One of the most commonly used arguments concerning an Intelligent Designer is the “Watchmaker” argument… Basically that anything complex requires an intelligent designer. Now Richard Dawkins basically blew this argument out of the water, but since ID people won’t read Dawkins, I’ll go ahead and explain the logically fallicy of the argument here.

Nothing designed is original… They are merely the result of small, incremental improvements over time. In other words, an evolution parallel.

Lets take the Watch as an example as it appears to be one of the favorite used by ID proponents:

The watch wasn’t invented one day by a man who decided, “Wouldn’t it be nice to be able to tell time?” It was a long, slow process involving thousands of years.

First there was observing the Sun. People could tell approximately what time of day it was merely by looking up and seeing where the sun was.

Of course that wasn’t always accurate enough so the Sundial was produced. Markings around the sundial could give much more accurate information in regards to what time of day it was.

Then there was the problem of cloudy days (not to mention nighttime) which led to the invention of the mechanical clock. The markings were the same as the sundial and even the hand moved in the exact same direction (clockwise). Other hands were eventually included to make the clock more accurate.

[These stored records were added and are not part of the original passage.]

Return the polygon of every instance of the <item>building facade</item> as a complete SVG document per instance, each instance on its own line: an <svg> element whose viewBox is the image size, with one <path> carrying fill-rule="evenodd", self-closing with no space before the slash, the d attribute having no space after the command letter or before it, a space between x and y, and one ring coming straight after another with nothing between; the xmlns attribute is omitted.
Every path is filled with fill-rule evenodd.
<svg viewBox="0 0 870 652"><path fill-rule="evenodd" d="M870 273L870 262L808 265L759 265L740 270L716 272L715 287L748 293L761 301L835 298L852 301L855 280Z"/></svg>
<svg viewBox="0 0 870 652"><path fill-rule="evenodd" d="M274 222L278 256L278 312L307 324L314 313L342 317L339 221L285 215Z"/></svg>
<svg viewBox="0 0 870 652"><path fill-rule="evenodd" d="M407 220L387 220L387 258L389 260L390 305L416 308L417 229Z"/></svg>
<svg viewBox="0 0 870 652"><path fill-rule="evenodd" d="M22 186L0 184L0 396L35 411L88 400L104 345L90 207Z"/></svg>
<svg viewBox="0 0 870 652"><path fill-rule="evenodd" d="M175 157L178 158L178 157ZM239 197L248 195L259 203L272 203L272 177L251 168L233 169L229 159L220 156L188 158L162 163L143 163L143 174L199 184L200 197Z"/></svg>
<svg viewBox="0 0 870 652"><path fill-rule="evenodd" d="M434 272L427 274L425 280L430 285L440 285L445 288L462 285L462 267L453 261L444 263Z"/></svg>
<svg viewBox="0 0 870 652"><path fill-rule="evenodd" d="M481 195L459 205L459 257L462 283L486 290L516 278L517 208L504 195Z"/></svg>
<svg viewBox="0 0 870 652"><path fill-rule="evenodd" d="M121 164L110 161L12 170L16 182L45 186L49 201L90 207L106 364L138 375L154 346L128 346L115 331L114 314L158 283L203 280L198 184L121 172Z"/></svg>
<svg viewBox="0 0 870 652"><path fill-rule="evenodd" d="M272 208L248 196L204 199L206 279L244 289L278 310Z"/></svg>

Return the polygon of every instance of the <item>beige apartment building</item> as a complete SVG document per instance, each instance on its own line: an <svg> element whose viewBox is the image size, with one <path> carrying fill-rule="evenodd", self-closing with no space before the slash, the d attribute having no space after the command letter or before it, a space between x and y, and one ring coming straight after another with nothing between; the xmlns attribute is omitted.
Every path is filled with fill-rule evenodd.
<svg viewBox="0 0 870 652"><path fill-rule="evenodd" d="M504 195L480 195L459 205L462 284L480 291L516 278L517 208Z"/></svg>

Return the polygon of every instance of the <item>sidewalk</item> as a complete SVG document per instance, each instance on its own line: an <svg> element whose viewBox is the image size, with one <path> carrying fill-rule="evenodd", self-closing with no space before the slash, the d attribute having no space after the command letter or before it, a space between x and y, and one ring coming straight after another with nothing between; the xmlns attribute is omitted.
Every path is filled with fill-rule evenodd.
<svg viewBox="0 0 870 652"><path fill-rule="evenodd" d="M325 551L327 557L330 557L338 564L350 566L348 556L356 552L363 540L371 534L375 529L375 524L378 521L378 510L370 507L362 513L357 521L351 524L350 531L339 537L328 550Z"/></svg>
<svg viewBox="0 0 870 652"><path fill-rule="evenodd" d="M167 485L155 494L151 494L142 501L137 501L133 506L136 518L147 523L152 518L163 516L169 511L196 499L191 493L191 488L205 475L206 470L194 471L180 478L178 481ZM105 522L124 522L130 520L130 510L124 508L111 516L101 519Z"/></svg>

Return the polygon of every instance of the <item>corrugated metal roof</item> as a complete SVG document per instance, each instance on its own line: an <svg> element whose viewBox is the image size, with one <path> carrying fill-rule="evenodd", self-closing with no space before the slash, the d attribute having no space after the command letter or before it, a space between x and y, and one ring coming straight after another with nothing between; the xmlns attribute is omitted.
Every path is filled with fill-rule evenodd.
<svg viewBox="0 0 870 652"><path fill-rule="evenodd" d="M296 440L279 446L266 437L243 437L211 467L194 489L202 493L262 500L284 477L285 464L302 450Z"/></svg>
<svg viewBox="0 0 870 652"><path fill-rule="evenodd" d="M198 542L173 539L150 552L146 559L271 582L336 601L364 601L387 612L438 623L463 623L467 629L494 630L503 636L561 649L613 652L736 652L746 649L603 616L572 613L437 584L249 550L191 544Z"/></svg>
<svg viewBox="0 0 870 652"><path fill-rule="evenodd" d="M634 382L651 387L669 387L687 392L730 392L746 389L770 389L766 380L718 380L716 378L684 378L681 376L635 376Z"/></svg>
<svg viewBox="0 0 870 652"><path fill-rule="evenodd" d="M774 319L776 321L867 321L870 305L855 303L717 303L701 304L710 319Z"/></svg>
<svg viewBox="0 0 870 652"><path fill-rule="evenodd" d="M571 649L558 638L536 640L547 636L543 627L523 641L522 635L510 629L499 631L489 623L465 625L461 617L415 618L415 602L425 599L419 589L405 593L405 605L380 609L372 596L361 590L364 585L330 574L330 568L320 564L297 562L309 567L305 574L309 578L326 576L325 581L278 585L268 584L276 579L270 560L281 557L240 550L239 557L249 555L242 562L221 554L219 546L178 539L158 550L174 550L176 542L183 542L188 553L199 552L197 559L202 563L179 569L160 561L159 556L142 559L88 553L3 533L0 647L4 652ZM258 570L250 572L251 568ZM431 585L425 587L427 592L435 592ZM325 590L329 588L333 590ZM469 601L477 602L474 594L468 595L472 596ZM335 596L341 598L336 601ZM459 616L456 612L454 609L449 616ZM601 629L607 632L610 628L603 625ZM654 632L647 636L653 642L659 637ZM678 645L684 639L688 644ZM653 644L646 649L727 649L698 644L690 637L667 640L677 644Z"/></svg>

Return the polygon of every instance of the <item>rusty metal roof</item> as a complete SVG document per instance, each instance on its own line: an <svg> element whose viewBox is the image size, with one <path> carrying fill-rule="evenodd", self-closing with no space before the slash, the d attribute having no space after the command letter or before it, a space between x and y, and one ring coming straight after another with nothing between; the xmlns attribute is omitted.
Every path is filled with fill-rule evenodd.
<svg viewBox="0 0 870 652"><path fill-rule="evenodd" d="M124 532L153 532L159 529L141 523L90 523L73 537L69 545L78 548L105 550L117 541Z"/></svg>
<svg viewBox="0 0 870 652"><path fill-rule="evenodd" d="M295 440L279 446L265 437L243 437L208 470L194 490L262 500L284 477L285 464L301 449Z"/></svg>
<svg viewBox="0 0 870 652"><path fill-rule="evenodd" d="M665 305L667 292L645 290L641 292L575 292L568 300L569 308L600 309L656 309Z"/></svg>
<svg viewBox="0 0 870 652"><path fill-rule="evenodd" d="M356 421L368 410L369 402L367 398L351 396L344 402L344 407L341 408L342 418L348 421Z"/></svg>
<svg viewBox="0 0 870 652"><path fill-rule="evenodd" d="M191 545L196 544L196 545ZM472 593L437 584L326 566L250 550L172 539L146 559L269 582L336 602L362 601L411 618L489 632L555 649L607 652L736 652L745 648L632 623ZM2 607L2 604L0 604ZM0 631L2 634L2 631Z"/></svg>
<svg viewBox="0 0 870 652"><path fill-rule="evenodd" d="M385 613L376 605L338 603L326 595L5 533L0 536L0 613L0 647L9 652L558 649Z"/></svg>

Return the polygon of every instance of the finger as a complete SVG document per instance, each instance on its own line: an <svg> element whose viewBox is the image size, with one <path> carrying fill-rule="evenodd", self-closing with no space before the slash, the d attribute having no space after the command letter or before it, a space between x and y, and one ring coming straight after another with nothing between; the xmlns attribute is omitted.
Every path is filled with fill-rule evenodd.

The first clocks weren’t very portable. They required weighted pendulums and weighed several tons. For that reason there was usually only one in each town (usually in a central location such as a church or clocktower). Refinements to the design were made until eventually the clocks weighed only a couple hundred pounds apiece and could therefore be placed in individual homes.

As clocks became shrinking in size, there became a challenge amongst engineers to create a portable version. Once the weighted pendulums were replaced by a series of springs, the clock became truly portable and the “watch” was invented.

Of course these first watches weighed between 10-15 pounds, but incremental improvements over the years eventually brought the size and weight down to the point where they could be comfortably strapped to the wrist.

Other improvements included a small pendulum inserted into the winding mechanism (self-winding) through replacing the mechanics of the watch altogether with piezoelectric crystals.

As you can see, the watch wasn’t just invented “out of the blue” by some genius in Switzerland, but rather evolved through thousands of years with small, incremental changes over time.

So, we can see pretty easily that the “Watchmaker” argument does not prove ID, but rather supports evolution rather nicely. ID proponents point to the watch as proof of the necessity of a designer. Dawkins refers to this as “The Blind Watchmaker” argument because it relies on the watch being invented by an individual that had never seen a clock, a sundial, or even the Sun itself to be valid.